Technology journalist Mat Honan infamously had his entire digital life hacked and erased this week. Slate published some advice to keep the same from happening to you, and my former classmate and newspaper staff mate Theo Hahn asked me to comment.
In my professional opinion, the advice is generally good. I’ll elaborate on the article’s four points as I believe necessary.
Two factor authentication. If it’s practical, two-factor authentication is always good. Two-factor authentication combines something you know (a password or a PIN) with something you have or something you are. That second level makes things much more difficult to hack, though not impossible.
Web-based two-factor authentication usually involves your password and a smartphone. You’ll enter your password, then the web site sends a text message to your phone with a code, which you then enter into the site. If you’re willing to pay for unlimited messaging, this is a workable way to implement it. The likelihood of someone being able to steal your password and your phone is slim. The likelihood of someone distant being able to steal your password and your phone is nearly zero.
Industrial-strength two-factor authentication generally uses a smartcard, which usually doubles as your security badge to be in the building. You insert your card into a card reader, enter a PIN, and you’re in. No passwords to remember. It’s not entirely foolproof, but when implemented well, is very slick.
I wish we could make drivers licenses and state-issued IDs into smartcards for our personal use, but I don’t see how it would be practical. Commentators who know nothing about how smartcards work or can or can’t do would speculate wildly about how the government is probably using the cards to track what we do online, so the idea wouldn’t go anywhere. And of course, card readers aren’t standard equipment on consumer PCs, though they generally are standard issue for business-class PCs these days.
With the smartcard option unavailable for the masses, the smartphone trick is a workable solution for a significant (and probably growing) part of the population, though not necessarily for everyone.
If you can’t turn on two-factor authentication, use a strong password. That’s a password at least 9 characters long, with at least one uppercase letter, one lowercase letter, one number, and one punctuation mark or other non-alphanumeric character. 1q2w!Q@W1 isn’t a good one because it’s just adjacent keys on the keyboard repeated, but that gives you the idea.
I have a 12-character, all-lowercase password I’ve been using for as long as I can remember. It got hacked a few weeks ago by someone in Sri Lanka. I knew I shouldn’t be using it, but wanted to see how long it would take for it to be hacked. It was based on a very old family joke and not in any dictionary. That’s not good enough anymore for 2012. Now you know.
Backup. The article advocates you use a backup service. I don’t, but I do advocate backups. I spent three of the worst years of my life in charge of backups for a former employer, but backups don’t have to be that painful.
The right way to do personal backups is to make at least two copies on different forms of media.
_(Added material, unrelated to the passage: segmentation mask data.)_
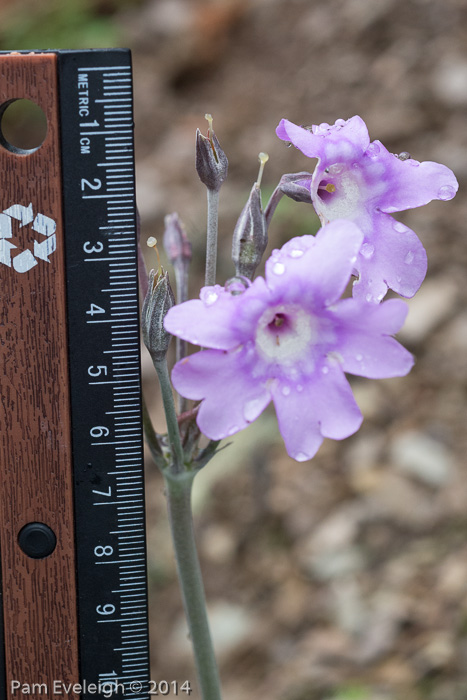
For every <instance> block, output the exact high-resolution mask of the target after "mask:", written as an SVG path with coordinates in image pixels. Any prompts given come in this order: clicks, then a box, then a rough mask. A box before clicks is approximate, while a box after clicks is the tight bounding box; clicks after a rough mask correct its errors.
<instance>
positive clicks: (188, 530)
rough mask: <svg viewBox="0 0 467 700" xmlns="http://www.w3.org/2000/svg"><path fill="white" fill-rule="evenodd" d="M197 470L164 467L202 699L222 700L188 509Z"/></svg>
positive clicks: (176, 557) (181, 585)
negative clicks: (183, 472)
mask: <svg viewBox="0 0 467 700" xmlns="http://www.w3.org/2000/svg"><path fill="white" fill-rule="evenodd" d="M195 474H196V472H194V471H192V472H184V473H182V474H173V473H171V472H170V471H169V470H168V469H166V470H165V471H164V478H165V484H166V492H167V501H168V508H169V520H170V527H171V531H172V539H173V543H174V549H175V557H176V562H177V571H178V577H179V581H180V586H181V589H182V598H183V606H184V609H185V615H186V618H187V621H188V628H189V630H190V637H191V641H192V644H193V652H194V656H195V664H196V670H197V673H198V681H199V685H200V689H201V696H202V698H203V700H221V697H222V696H221V687H220V680H219V671H218V668H217V662H216V657H215V655H214V648H213V645H212V640H211V633H210V631H209V623H208V617H207V612H206V598H205V594H204V586H203V579H202V576H201V569H200V565H199V560H198V555H197V552H196V542H195V536H194V531H193V517H192V511H191V490H192V485H193V479H194V477H195Z"/></svg>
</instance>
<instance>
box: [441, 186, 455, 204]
mask: <svg viewBox="0 0 467 700" xmlns="http://www.w3.org/2000/svg"><path fill="white" fill-rule="evenodd" d="M455 194H456V190H455V189H454V187H451V185H443V187H440V188H439V190H438V199H442V200H443V201H446V200H448V199H452V198H453V197H454V195H455Z"/></svg>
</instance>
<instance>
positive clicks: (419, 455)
mask: <svg viewBox="0 0 467 700" xmlns="http://www.w3.org/2000/svg"><path fill="white" fill-rule="evenodd" d="M391 458H392V460H393V462H394V464H395V466H396V467H397V468H398V469H399V470H400V471H402V472H404V473H405V474H409V475H410V476H413V477H415V478H416V479H418V480H419V481H421V482H423V483H424V484H427V485H428V486H432V487H434V488H439V487H441V486H444V485H445V484H446V483H447V482H448V481H449V479H450V476H451V474H452V471H453V466H454V465H453V458H452V456H451V454H450V452H449V450H448V449H447V448H446V447H445V446H444V445H443V444H442V443H440V442H438V440H435V439H434V438H432V437H430V436H429V435H425V434H424V433H421V432H418V431H408V432H406V433H403V434H402V435H399V436H398V437H396V438H395V439H394V440H393V442H392V445H391Z"/></svg>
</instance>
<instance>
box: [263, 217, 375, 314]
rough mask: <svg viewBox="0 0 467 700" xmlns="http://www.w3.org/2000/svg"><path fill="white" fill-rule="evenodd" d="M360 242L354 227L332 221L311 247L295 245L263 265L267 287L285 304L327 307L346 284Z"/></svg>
mask: <svg viewBox="0 0 467 700" xmlns="http://www.w3.org/2000/svg"><path fill="white" fill-rule="evenodd" d="M362 241H363V234H362V232H361V231H360V229H359V228H358V227H357V226H355V224H353V223H352V222H350V221H345V220H337V221H333V222H332V223H330V224H328V225H327V226H326V228H325V229H324V228H323V229H321V230H320V231H319V232H318V233H317V235H316V237H315V240H314V243H313V245H309V243H308V242H304V243H303V244H302V245H301V244H300V242H299V241H297V242H296V243H294V244H292V245H290V244H286V247H284V249H283V250H281V251H279V254H278V255H276V256H271V258H270V259H269V260H268V261H267V263H266V282H267V285H268V287H269V289H271V290H273V291H276V292H277V291H280V292H281V294H282V295H283V299H284V300H287V301H294V300H297V301H302V302H303V303H304V304H307V303H309V302H313V303H314V304H316V303H322V304H325V303H326V304H331V303H333V302H334V301H335V300H336V299H338V298H339V297H340V296H341V294H342V292H343V291H344V289H345V287H346V285H347V283H348V281H349V278H350V275H351V274H352V270H353V269H354V267H355V261H356V259H357V254H358V251H359V250H360V247H361V244H362ZM300 253H302V254H300ZM330 260H332V264H330ZM290 277H292V278H293V285H291V284H290V281H289V280H290Z"/></svg>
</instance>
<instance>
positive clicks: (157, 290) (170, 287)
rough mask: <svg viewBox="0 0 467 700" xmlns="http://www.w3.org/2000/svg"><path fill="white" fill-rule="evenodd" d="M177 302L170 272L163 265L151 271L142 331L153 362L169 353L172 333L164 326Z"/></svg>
mask: <svg viewBox="0 0 467 700" xmlns="http://www.w3.org/2000/svg"><path fill="white" fill-rule="evenodd" d="M174 304H175V297H174V293H173V291H172V287H171V286H170V280H169V274H168V272H165V271H164V270H163V269H162V267H160V268H159V270H158V271H157V273H156V272H155V271H154V270H151V272H150V273H149V287H148V292H147V294H146V297H145V299H144V302H143V307H142V310H141V331H142V336H143V341H144V344H145V345H146V347H147V349H148V350H149V352H150V354H151V357H152V360H153V362H160V361H161V360H163V359H164V358H165V356H166V354H167V350H168V348H169V344H170V340H171V338H172V336H171V334H170V333H169V332H168V331H166V330H165V328H164V318H165V316H166V314H167V312H168V310H169V309H171V308H172V306H174Z"/></svg>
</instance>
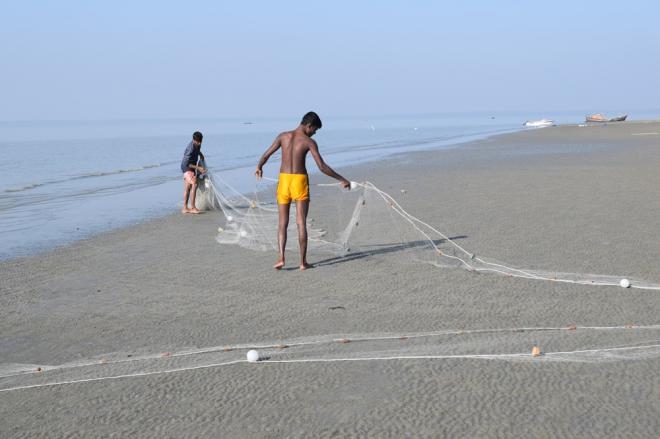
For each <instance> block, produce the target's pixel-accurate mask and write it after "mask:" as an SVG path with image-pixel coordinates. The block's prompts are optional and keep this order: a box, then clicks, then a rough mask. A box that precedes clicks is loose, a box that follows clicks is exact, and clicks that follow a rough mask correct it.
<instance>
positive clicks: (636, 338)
mask: <svg viewBox="0 0 660 439" xmlns="http://www.w3.org/2000/svg"><path fill="white" fill-rule="evenodd" d="M605 332H606V333H607V342H603V339H602V334H603V333H605ZM659 336H660V325H648V326H632V325H627V326H609V327H596V326H591V327H589V326H567V327H556V328H553V327H538V328H504V329H502V328H495V329H479V330H443V331H435V332H416V333H399V334H391V333H370V334H334V335H325V336H313V337H300V338H295V339H290V340H273V341H267V342H261V343H245V344H235V345H219V346H211V347H206V348H198V349H186V350H179V351H172V352H156V353H154V352H143V353H136V352H132V353H127V352H114V353H108V354H104V355H99V356H97V357H95V358H89V359H86V360H78V361H73V362H68V363H63V364H59V365H36V364H30V365H26V364H15V365H11V364H5V365H2V366H1V367H0V394H1V393H4V392H12V391H20V390H27V389H35V388H45V387H54V386H63V385H69V384H80V383H98V382H103V381H110V380H116V379H128V378H139V377H145V376H151V375H165V374H172V373H184V372H186V371H191V370H199V369H206V368H219V367H240V366H241V365H244V366H247V363H249V361H248V360H247V358H246V354H247V353H248V352H249V351H250V350H256V351H257V358H258V363H266V364H268V363H298V364H307V365H310V366H312V365H314V364H319V363H329V362H359V361H372V362H373V361H403V360H407V361H431V360H435V361H438V360H442V361H458V360H472V361H478V360H488V361H507V362H512V361H513V362H535V363H547V362H580V363H602V362H612V361H623V360H645V359H653V358H657V357H658V356H660V339H659ZM539 346H540V347H543V348H542V349H541V348H540V347H539Z"/></svg>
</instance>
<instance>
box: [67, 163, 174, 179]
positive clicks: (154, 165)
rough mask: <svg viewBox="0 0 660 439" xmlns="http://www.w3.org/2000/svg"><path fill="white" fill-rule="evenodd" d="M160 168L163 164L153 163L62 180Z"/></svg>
mask: <svg viewBox="0 0 660 439" xmlns="http://www.w3.org/2000/svg"><path fill="white" fill-rule="evenodd" d="M160 166H162V164H161V163H153V164H150V165H144V166H136V167H135V168H125V169H115V170H113V171H98V172H90V173H88V174H81V175H77V176H75V177H71V178H69V179H67V180H62V181H71V180H82V179H83V178H94V177H105V176H108V175H117V174H125V173H128V172H140V171H144V170H145V169H151V168H158V167H160Z"/></svg>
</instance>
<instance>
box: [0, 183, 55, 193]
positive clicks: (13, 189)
mask: <svg viewBox="0 0 660 439" xmlns="http://www.w3.org/2000/svg"><path fill="white" fill-rule="evenodd" d="M44 184H47V183H30V184H27V185H25V186H21V187H15V188H9V189H5V192H23V191H28V190H30V189H34V188H35V187H39V186H43V185H44Z"/></svg>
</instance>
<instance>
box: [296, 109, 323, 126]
mask: <svg viewBox="0 0 660 439" xmlns="http://www.w3.org/2000/svg"><path fill="white" fill-rule="evenodd" d="M300 125H311V126H313V127H316V128H321V127H322V126H323V124H322V123H321V118H320V117H319V115H318V114H316V113H314V112H313V111H310V112H309V113H307V114H306V115H304V116H303V120H301V121H300Z"/></svg>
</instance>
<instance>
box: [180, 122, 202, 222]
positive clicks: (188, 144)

Copying all of your personal data onto an external hard drive and a collection of USB flash drives is a good approach. This can happen naturally, too. When you upgrade your hard drive, store the old drive as a backup. When your digital camera’s memory card fills up, dump it to your computer, then label the card and put it in a desk drawer and buy another one.
Then store one of the copies off-site. Store one with a friend or relative, or (with your supervisor’s permission) in your desk drawer at work. Distance is good: A fire won’t wipe out both copies then, and if you send them to a relative who lives a fair distance away, the same natural disaster won’t be able to take out both copies.
Use two forms of media in case of failure. The life expectancy of hard drives sitting on a shelf is around five years; flash is closer to 10. If one fails prematurely, you can fall back on the other. Ask someone who lost a Zip disk or a CD-R to premature failure a decade ago about what that was like.
Encrypt. There are several approaches to encryption. You can encrypt your entire drive or device, or you can encrypt files or groups of files. Recent versions of Microsoft Office (2007 and later) are capable of encrypting documents on a file-by-file basis. If you have a program that doesn’t have built-in encryption, or want to encrypt a collection of files, Zip them with WinZIP 10.0 or later and select AES-256 encryption. I won’t put you to sleep with the details of encryption, except to say that AES-256 is military-grade encryption, so if it’s good enough for the military, it’s good enough for you.
If you don’t want to pay for WinZIP and want to impress your buddies with your command-line skills, GnuPG is capable of AES-256 encryption, and it’s free.
Don’t chain your accounts. This is good advice too. I have multiple e-mail accounts for a variety of reasons (cough) hiding from spam (cough), and while it never occurred to me that I was also helping my security by having my various online accounts point to different e-mail addresses, it makes sense. But admittedly, the idea of having a totally random address somewhere, protected by an obnoxiously secure password, then pointing Facebook and Amazon and everything else you can think of that might ever send you a password reset request to that account is even better still. If I lost one e-mail account, I’d lose roughly half of my online accounts. Losing zero would be even better.